Héctor Carrozzo
Nunca les hablé de mi familia y hoy voy a hablarles
de ella. En este caso, quiero contarles sobre la mascota de nuestra infancia.
Nuestra familia estaba compuesta por mi padre don
Héctor, mi madre Marta y cuatro hijos: Eduardo, Jorge, Marta y yo, el mayor.
Pero un día llegó el Yoli, el perro. Era un
callejero, que fue aceptado por nuestro padre porque le pusimos el nombre de la
mascota que él tuvo en su infancia.
Era un perro marca perro, mediano, color amarillo
anaranjado, cuatro patas, cola haciendo juego, chinchudo y ¡que perro más alcahuete!
Todo el día estaba en el patio, subía a la terraza,
ladraba a cuanto perro pasaba. En fin, una vida de perro normal.
Dormía en el dormitorio de mis padres en un cajón de
madera. Cuando se rascaba retumbaba el cajón y hacía bastante ruido. Pero mi
viejo encontró la solución que era tirar la alpargata cerca de él así dejaba de
rascarse.
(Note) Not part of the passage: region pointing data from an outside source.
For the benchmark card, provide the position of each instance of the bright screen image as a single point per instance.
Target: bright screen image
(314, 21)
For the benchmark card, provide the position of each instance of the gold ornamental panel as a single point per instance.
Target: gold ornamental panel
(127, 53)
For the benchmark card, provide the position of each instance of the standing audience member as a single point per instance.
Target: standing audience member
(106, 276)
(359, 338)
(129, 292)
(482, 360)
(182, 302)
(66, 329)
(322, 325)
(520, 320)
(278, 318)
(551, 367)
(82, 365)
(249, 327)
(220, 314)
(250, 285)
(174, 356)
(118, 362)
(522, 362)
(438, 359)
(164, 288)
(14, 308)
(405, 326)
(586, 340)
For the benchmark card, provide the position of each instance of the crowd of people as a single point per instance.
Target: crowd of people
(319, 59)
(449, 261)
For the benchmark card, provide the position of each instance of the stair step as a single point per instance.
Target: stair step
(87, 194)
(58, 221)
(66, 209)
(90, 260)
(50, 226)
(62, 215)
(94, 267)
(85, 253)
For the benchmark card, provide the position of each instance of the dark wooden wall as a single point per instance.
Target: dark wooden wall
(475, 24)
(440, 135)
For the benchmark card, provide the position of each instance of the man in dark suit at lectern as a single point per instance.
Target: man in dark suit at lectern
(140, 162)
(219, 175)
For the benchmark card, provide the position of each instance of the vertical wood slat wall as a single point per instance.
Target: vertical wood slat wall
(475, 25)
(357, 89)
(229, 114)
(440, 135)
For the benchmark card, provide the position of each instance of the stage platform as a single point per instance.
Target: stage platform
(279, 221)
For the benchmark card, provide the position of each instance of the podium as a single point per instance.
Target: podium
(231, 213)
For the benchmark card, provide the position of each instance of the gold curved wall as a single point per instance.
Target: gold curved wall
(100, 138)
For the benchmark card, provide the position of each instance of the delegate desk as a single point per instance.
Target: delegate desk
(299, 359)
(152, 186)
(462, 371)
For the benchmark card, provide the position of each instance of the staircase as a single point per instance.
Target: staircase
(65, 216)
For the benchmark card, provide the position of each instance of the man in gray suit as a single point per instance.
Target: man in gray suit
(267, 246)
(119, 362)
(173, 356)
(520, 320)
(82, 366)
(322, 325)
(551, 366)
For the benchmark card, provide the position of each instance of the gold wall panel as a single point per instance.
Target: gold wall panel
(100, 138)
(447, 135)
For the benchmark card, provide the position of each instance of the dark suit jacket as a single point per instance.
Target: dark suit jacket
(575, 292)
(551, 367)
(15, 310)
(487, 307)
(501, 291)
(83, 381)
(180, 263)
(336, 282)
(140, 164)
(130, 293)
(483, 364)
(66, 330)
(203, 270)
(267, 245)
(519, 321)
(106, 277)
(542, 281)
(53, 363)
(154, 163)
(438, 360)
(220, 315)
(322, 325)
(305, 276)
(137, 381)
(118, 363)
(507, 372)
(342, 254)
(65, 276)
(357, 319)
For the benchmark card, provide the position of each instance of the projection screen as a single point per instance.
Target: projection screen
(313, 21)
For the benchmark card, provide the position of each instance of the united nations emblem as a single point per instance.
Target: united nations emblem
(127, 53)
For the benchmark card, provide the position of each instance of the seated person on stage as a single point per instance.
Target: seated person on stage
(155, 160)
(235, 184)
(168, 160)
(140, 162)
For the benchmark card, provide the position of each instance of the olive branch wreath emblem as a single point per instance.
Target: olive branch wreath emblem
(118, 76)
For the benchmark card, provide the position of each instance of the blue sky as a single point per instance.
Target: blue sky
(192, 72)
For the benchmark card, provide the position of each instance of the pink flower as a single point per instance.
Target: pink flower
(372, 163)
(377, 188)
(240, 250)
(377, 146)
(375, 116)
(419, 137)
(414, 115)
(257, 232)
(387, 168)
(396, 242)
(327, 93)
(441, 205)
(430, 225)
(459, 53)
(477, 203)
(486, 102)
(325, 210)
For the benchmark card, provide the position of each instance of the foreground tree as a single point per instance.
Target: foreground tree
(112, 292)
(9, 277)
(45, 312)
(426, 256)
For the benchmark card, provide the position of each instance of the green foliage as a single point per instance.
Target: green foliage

Pero tenía dos “tiros” por lo que tenía que levantarse y recoger las
municiones para el nuevo tiroteo. Cansado de eso fue que encontró la solución:
ató una de las alpargatas con un hilo y la otra punta a la pata de la cama, de
tal manera que tiraba y recogía sin levantarse varias veces en la noche.
Y era ¡alcahuete! y venía con alcoholímetro
incorporado. Cuando llegábamos a la madrugada de alguna joda y con algo de más,
el guacho ladraba y despertaba a los viejos. De tal manera, los viejos tenían
control de nosotros.
Pero quien peor lo pasaba era mi primo Beto, que
vivía con nosotros. Cuando pasaba para la pieza del fondo le tarasconeaba los tobillos.
Cuando murió a los trece años lo enterramos en el
fondo de casa. Mi hermano más chico y mi primo le gritaban sobre la tumba del
pobre perro: “¡Ladrá ahora!, ¡tarasconeame ahora!”.
Lo recuerdo con cariño ya que a mí no me trató tan
mal y me dejó pasar alguna vez sin control.